The sanctioning of one form of violence, such as militarized law enforcement against unarmed Indigenous water protectors, is directly related to other modes of violence wrought by environmental racism and neoliberal expansion. These are evident in legal actions and indecisions in the regulatory enforcement applied to some populations and not others (Povinelli 2011), and the emergence of new regimes of citizenship in the aftermath of toxic exposure (Petryna 2002). We as Indigenous activists and scholars must remain attentive and accountable to these myriad forms of violence as a direct corollary of settler colonialism. Taking seriously these intersectional demands allows us to see and make clear the violent, toxic stakes of the DAPL for everyone, and most especially, our Indigenous relations who have always fought on multiple front lines. Standing Rock articulates and imagines a present and enduring otherwise; boldly defending Indigenous life is the only option we have ever imagined.

About the Author

Teresa Montoya (Diné) is a PhD candidate in the Department of Anthropology at New York University. Montoya is currently working on her second short film, The Day Our River Ran Yellow/Tó Łitso. Themes of environmental toxicity and settler colonialism raised in this film are central to her dissertation project on alternative political formations within and on the borders of the Navajo Nation.

References

Nixon, Rob. 2013. Slow Violence and the Environmentalism of the Poor. Cambridge, Mass.: Harvard University Press.

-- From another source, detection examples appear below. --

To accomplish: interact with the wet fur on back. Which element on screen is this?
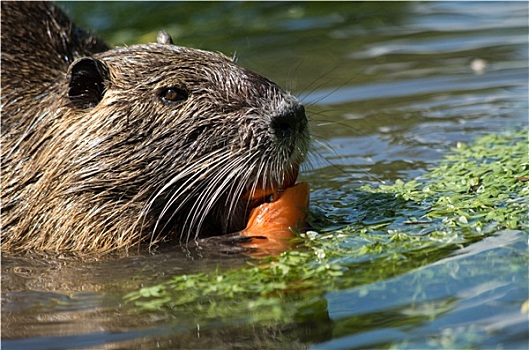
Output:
[1,2,309,252]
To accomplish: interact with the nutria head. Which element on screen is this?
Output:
[2,38,309,251]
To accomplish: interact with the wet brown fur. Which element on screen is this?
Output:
[1,1,308,252]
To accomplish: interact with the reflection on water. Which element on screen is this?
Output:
[2,2,529,349]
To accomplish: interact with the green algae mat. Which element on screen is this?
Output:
[125,130,529,349]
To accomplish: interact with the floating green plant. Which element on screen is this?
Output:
[125,130,529,324]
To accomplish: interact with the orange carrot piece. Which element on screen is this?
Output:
[240,182,309,255]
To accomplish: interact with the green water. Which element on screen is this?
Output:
[2,2,529,349]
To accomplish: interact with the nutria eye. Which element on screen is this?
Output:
[160,87,188,104]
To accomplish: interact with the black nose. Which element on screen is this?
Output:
[270,104,307,137]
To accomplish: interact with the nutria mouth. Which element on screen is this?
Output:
[1,1,310,252]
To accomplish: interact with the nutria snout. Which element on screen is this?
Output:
[1,2,309,252]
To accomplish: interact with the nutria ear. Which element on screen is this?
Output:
[68,57,109,108]
[156,30,174,45]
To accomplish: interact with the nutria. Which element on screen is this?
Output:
[1,1,309,252]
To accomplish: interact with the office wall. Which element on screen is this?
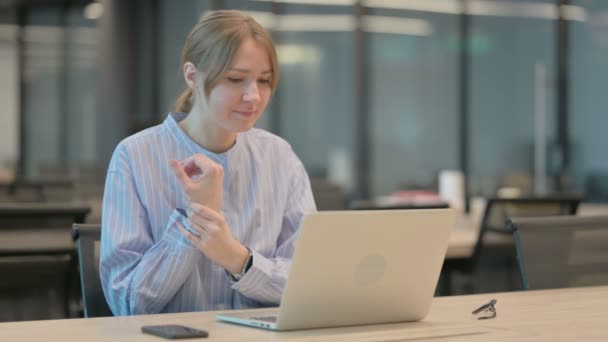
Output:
[570,0,608,194]
[469,5,557,196]
[368,10,460,195]
[0,20,19,180]
[21,7,99,177]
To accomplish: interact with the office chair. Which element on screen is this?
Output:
[509,216,608,290]
[440,196,581,295]
[310,178,347,211]
[72,224,113,318]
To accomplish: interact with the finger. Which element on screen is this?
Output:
[177,222,201,245]
[186,202,224,223]
[186,209,217,233]
[169,159,190,187]
[181,156,203,177]
[191,154,223,174]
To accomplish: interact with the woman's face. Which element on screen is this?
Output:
[201,38,272,133]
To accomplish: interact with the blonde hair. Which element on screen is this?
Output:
[175,10,279,112]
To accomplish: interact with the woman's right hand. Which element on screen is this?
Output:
[169,154,224,212]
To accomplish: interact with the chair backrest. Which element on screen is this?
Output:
[72,224,112,317]
[470,196,581,267]
[310,178,347,211]
[509,216,608,289]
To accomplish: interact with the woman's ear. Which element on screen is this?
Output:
[184,62,198,90]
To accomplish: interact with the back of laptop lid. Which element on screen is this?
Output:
[277,209,456,330]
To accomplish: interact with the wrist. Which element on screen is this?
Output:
[226,244,251,274]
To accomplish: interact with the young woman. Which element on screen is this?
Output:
[100,11,316,315]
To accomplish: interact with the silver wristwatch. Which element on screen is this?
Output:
[226,248,253,282]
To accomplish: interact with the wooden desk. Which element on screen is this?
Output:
[0,286,608,342]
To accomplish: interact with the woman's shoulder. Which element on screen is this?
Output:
[246,128,291,151]
[116,124,167,154]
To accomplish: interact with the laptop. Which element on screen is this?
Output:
[216,209,456,331]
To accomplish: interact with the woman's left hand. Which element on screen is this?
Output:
[180,202,249,273]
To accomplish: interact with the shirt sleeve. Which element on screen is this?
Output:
[232,148,316,305]
[100,145,201,315]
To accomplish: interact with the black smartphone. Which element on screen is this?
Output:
[141,324,209,340]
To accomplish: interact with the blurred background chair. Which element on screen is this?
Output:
[72,224,113,318]
[439,196,581,295]
[509,216,608,290]
[310,177,347,211]
[0,203,90,321]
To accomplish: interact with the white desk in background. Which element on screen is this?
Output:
[0,286,608,342]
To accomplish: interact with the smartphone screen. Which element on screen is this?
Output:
[141,324,209,340]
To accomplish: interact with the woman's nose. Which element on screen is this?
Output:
[243,82,260,102]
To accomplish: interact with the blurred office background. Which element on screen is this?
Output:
[0,0,608,320]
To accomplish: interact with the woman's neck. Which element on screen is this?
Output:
[179,109,236,153]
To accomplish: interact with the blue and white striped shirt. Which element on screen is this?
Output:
[100,113,316,315]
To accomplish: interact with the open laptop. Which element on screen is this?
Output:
[216,209,456,330]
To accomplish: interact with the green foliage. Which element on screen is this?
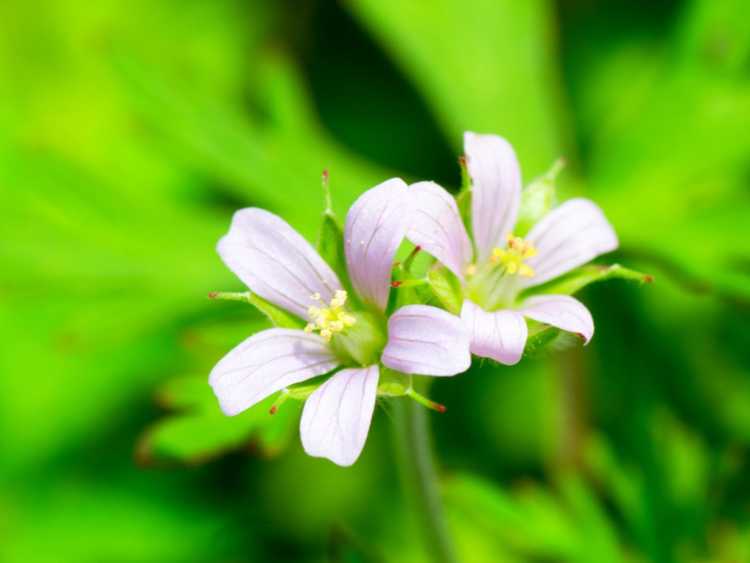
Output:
[427,268,463,315]
[208,291,305,329]
[514,160,564,237]
[138,375,300,464]
[524,264,653,296]
[0,0,750,563]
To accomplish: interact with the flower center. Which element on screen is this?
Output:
[305,289,357,342]
[490,234,536,278]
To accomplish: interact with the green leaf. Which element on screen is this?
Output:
[427,268,463,315]
[522,264,653,297]
[514,159,564,237]
[208,291,305,329]
[137,375,299,464]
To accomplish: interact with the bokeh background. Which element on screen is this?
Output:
[0,0,750,563]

Pellow, David Naguib. 2007. Resisting Global Toxics: Transnational Movements for Environmental Justice. Cambridge, Mass.: MIT Press.

Petryna, Adriana. 2002. Life Exposed: Biological Citizens after Chernobyl. Princeton, N.J.: Princeton University Press.

Povinelli, Elizabeth A. 2011. Economies of Abandonment: Social Belonging and Endurance in Late Liberalism. Durham, N.C.: Duke University Press.

Pulido, Laura. 2016. “Geographies of Race and Ethnicity II: Environmental Racism, Racial Capitalism, and State-Sanctioned Violence.” Progress in Human Geography, May 13.

Simpson, Audra. 2016. “Consent’s Revenge.” Cultural Anthropology 31, no. 3: 326–33.